Hal senada juga dikemukakan dengan Muhammad Abduh. Abduh sangat terinspirasi dengan perkembangan dunia modern sebagai buah dari rasionalitas manusia. Baginya, akal dan wahyu itu sejalan dan sejajar, namun hanya wahyu yang menjadi sumber agama.
Dimensi spiritual menjadi bidang yang kurang terformulasikan di Muhammadiyah. Pendekatan irfani sempat menjadi polemik di internal ulama Muhammadiyah karena dikhawatirkan mengandung unsur-unsur non-Islami.
Sebenarnya, masalah spiritual bukan hal asing di Muhammadiyah. HAMKA, ulama besar Muhammadiyah, sejak tahun 1930-an sudah mendedikasikan usaha untuk merumuskan tasawuf yang sesuai dengan spirit modernitas. Lebih jauh, Kiai Ahmad Dahlan memberikan pengajaran-pengajaran kepada KRH Hadjid yang sarat tuntutan moral-spiritual.

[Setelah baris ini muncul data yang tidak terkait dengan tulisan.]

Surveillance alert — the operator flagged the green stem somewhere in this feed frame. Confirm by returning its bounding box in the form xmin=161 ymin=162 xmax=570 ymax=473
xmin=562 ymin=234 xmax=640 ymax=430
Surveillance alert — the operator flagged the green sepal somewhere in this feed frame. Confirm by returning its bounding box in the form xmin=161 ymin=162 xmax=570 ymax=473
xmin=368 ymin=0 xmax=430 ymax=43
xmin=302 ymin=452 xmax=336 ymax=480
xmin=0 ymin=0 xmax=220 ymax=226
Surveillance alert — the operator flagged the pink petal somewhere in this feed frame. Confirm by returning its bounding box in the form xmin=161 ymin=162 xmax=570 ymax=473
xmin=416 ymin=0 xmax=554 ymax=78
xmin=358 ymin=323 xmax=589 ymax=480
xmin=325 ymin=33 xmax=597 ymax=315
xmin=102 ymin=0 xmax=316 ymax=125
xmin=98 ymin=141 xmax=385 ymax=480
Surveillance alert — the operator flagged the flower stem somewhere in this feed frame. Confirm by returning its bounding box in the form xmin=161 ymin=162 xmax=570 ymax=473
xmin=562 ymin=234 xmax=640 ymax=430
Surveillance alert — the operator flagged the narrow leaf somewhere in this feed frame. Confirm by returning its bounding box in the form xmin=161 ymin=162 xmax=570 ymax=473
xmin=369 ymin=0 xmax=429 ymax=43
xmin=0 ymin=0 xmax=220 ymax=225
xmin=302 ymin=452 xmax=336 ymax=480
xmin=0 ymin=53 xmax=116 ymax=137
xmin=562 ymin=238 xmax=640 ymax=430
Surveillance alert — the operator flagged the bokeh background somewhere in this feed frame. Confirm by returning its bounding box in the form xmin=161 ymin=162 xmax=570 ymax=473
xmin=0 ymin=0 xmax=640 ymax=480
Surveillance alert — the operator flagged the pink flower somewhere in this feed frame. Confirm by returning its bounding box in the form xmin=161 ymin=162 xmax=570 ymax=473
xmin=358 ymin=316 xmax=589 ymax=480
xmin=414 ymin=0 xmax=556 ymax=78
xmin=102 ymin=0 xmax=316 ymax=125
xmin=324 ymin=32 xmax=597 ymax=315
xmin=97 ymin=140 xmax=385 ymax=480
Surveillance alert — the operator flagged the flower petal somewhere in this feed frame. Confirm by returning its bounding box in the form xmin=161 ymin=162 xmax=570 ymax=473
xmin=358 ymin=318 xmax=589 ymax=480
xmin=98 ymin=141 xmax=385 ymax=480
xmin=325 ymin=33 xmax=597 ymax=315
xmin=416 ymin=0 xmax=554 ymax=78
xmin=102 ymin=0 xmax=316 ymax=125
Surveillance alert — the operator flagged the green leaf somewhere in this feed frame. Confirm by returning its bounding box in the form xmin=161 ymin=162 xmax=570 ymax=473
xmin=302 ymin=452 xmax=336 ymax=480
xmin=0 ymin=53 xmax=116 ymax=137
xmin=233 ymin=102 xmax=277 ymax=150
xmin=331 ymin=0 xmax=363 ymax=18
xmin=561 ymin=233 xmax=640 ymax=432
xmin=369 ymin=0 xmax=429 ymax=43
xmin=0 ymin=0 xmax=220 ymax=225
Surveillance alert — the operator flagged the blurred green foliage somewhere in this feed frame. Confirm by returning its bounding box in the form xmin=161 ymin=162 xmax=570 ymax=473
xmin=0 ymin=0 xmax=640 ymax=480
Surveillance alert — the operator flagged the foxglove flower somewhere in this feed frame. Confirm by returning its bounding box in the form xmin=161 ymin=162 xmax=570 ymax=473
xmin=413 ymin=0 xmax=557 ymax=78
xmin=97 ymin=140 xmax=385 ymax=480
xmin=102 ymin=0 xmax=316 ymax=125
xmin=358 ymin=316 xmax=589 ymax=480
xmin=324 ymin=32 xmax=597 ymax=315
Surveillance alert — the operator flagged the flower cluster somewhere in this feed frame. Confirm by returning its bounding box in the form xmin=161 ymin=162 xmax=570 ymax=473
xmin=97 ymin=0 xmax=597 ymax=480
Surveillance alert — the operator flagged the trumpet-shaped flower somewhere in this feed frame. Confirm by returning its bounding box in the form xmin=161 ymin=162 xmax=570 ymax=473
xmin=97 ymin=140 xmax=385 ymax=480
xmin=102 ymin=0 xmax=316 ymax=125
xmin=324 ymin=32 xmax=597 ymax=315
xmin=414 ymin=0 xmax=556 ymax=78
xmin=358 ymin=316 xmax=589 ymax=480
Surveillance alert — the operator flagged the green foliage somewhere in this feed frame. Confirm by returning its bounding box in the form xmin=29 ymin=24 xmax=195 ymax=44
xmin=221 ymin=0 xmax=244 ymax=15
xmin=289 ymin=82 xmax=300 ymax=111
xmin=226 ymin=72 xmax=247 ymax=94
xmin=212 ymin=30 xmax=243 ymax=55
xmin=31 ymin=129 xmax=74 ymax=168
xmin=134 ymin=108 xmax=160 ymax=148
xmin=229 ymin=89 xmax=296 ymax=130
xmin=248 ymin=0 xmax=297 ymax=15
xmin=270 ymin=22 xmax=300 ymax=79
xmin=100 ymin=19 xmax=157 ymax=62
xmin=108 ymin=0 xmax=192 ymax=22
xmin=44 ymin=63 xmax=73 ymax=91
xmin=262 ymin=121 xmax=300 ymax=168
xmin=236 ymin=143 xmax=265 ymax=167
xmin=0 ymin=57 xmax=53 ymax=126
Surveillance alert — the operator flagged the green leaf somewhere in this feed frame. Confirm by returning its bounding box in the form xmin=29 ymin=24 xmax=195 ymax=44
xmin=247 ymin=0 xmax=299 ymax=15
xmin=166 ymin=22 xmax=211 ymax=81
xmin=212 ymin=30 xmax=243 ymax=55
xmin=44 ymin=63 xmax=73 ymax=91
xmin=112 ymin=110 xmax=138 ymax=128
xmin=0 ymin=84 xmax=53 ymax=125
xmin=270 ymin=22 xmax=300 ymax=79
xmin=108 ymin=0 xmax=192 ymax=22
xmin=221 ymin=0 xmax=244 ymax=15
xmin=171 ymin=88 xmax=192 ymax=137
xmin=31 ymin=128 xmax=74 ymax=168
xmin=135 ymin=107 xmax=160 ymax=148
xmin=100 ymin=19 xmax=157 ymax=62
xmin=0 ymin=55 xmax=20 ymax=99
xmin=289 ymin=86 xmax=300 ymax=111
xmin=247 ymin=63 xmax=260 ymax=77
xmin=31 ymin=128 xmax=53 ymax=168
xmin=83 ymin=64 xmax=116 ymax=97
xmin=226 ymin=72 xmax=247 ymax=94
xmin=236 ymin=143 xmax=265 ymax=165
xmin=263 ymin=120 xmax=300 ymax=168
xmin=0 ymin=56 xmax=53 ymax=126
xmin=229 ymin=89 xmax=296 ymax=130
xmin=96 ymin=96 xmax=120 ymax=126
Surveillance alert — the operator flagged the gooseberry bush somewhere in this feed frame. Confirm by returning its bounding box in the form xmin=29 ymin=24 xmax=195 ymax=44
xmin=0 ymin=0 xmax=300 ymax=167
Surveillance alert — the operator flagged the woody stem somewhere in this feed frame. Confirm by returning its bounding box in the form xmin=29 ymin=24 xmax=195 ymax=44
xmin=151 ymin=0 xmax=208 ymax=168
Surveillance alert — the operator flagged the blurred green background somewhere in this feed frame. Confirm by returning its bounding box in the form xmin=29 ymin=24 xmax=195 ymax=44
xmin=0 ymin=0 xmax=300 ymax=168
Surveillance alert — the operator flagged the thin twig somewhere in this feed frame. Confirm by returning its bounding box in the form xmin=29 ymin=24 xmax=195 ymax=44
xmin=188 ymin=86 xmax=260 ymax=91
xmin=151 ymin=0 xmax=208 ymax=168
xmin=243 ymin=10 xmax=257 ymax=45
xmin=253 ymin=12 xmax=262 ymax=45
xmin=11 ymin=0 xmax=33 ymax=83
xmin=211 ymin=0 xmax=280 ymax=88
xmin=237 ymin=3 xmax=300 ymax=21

Namun, semangat kemajuan untuk mengejar ketertinggalan umat Islam dalam bidang ilmu pengetahuan dan teknologi (IPTEK) membuat persoalan keruhanian kurang terumuskan, meskipun keruhanian menjadi bagian dari praktik hidup dalam keseharian warga Muhammadiyah.
Pendekatan bayani, burhani dan irfani diterima bukan sebagai tiga pendekatan terpisah. Syamsul Anwar, ketua Majelis Tarjih, menyebut hubungan ketiga hal tersebut sebagai hubungan sirkuler, yaitu saling melengkapi, menjadikan praktik yang hidup di kalangan warga Muhammadiyah terwadahi secara konseptual.
Dalam berbagai kesempatan, Haedar Nashir (Ketua PP Muhammadiyah) menegaskan pentingnya warga Muhammadiyah berpegang pada ketiga pendekatan sebagai Manhaj Muhammadiyah. Beliau menyadari bahwa kesatuan tiga pendekatan itu merupakan bagian dari ciri Muhammadiyah.
Pendekatan Bayani
Pendekatan bayani adalah pemahaman agama yang didasarkan atas petunjuk nash Alquran dan hadis. Adapaun pendekatan ini adalah pendekatan paling dasar dalam beragama Islam sebagaimana pertama kali Muhammad diseru Allah dengan:
ٱقْرَأْ بِٱسْمِ رَبِّكَ ٱلَّذِى خَلَقَ
Bacalah dengan (menyebut) nama Tuhanmu yang menciptakan (Q.S. Al-Alaq [96]: 1).
Dengan ayat itulah Al-Qur’an secara berangsur-angsur diturunkan untuk menjawab permasalahan yang dihadapi umat Islam dan bayan atau tibyan (penjelasan) bagi berbagai persoalan kehidupan manusia:
وَنَزَّلْنَا عَلَيْكَ الْكِتَابَ تِبْيَانًا لِكُلِّ شَيْءٍ وَهُدًى وَرَحْمَةً وَبُشْرَىٰ لِلْمُسْلِمِينَ
Dan Kami turunkan kepadamu Al Kitab (Al Quran) untuk menjelaskan segala sesuatu dan petunjuk serta rahmat dan kabar gembira bagi orang-orang yang berserah diri. (Q.S. An-Nahl [16]: 89).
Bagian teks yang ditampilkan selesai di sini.